In an interview at the time of the settlement, Reese explained he had released Street from the suit after his attorney told him a sheriff couldn’t be sued for the actions of his subordinates unless it was proved he knew they were likely to hurt someone and hadn’t stopped them. But Reese nevertheless blamed Street for his deputies’ behavior as the leader responsible for establishing that atmosphere of brutality.

That was a high-profile suit and well documented; the others are less so. Many were dismissed either soon or sooner or later. Most, in fact, never got far at all. The majority were filed on handwritten forms by plaintiffs petitioning pro se to sue in pauperis — which is to say, acting on their own behalf because they couldn’t afford attorneys – and in some cases the grounds for dismissal were that they had missed filing deadlines or failed to respond to the court’s inquiries.

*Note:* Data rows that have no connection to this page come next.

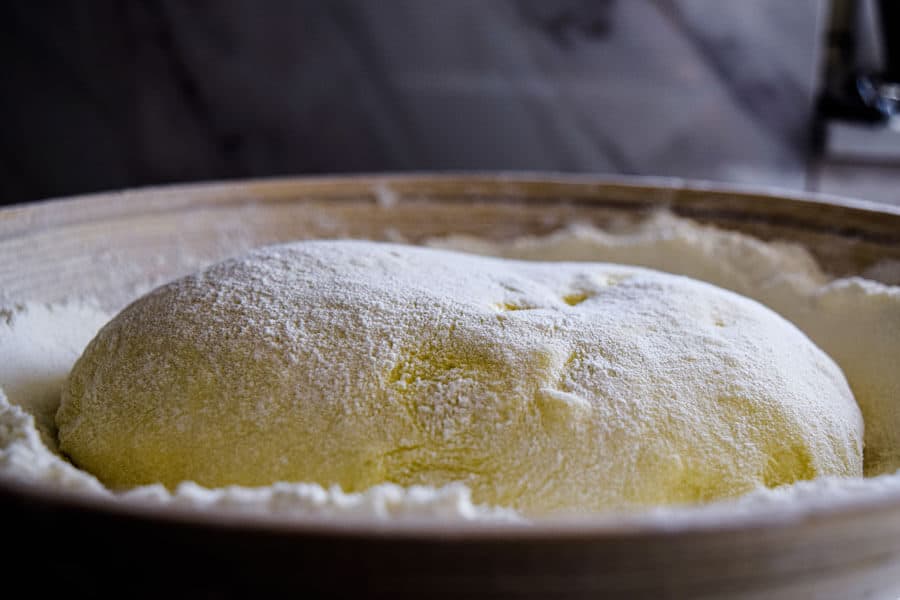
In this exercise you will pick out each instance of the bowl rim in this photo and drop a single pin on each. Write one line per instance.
(23, 218)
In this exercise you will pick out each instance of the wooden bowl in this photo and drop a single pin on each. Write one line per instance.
(113, 245)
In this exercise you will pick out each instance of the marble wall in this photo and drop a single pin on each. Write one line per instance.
(107, 94)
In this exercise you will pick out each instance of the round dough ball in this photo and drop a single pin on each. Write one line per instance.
(542, 386)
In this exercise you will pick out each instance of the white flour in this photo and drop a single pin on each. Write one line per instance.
(856, 321)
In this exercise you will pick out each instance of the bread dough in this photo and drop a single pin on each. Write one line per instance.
(542, 386)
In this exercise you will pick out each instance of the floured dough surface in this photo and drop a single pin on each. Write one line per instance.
(541, 386)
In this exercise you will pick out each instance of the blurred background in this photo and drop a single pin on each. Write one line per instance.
(106, 94)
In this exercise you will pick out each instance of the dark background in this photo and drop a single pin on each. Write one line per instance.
(107, 94)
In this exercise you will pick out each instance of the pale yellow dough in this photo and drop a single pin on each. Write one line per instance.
(542, 386)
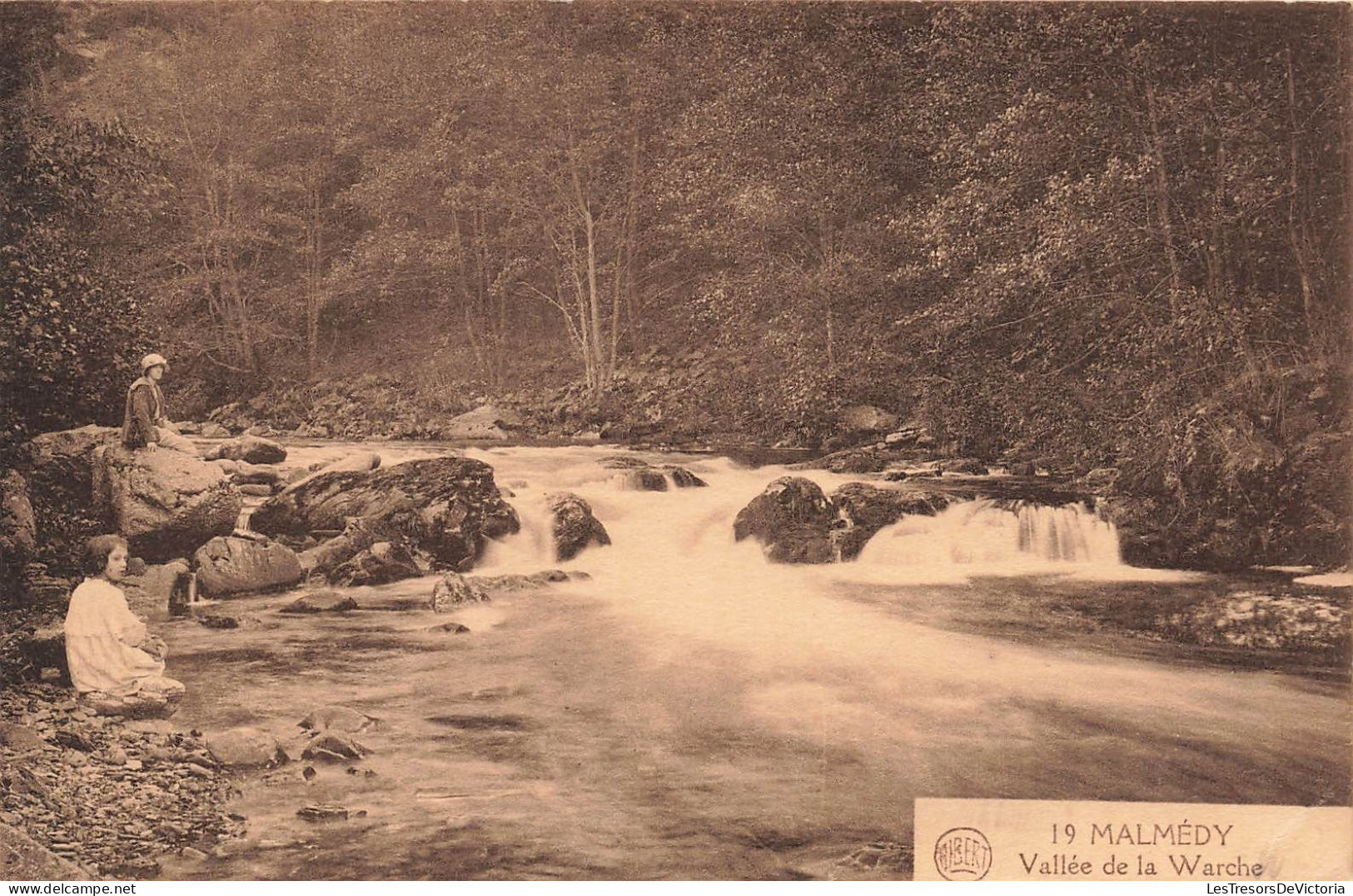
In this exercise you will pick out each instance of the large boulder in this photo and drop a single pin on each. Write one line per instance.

It is not even possible to give a number of these suits: One was filed in Dade Superior Court, then assigned not one but at least two new case numbers when it was moved to federal district court in Rome. It was – or they were – ultimately dismissed as frivolous.

That was the case of Robert Allen Cooper, whose troubles appeared to have begun when he stopped at one of Street’s much-discussed road checks. Court papers recount how he ran from the roadblock and into the woods, where a K9 police dog tracked him down. He later contended he sustained physical injuries as well as posttraumatic stress disorder from the dog attack and that these were not adequately addressed by Dade medical attendants when he was later languishing in the county jail.

Other plaintiffs also complained their medical needs were ignored in Dade’s lockup and that county personnel were cruel to them – a Nurse Troxtel figures large in these complaints – and one claimed, like Reese, that deputies beat him up.

One case that was not dismissed stands out because of its Keystone Kops tone. It was filed against the department by a Trenton city police officer who was involved in the high-speed pursuit of a suspect vehicle along with state troopers and a Dade deputy.  When the troopers called off the pursuit, everybody stopped but the Dade deputy, who slammed into the back of the Trenton officer’s car. 

The Trenton officer sought damages and his wife included a claim for loss of consortium, which means – well, the Sentinel will not presume to explain legal terminology to the reading public.  

That case was settled on undisclosed terms, but “with prejudice,” meaning suit cannot be brought again in this cause.  

In the other cases, the Sentinel found no record of settlements or judgments at all.  Again, most simply went away after a few weeks or a few months for one reason or another.  In one case the court record reflects that a court letter to a plaintiff was returned with the notation “not here.”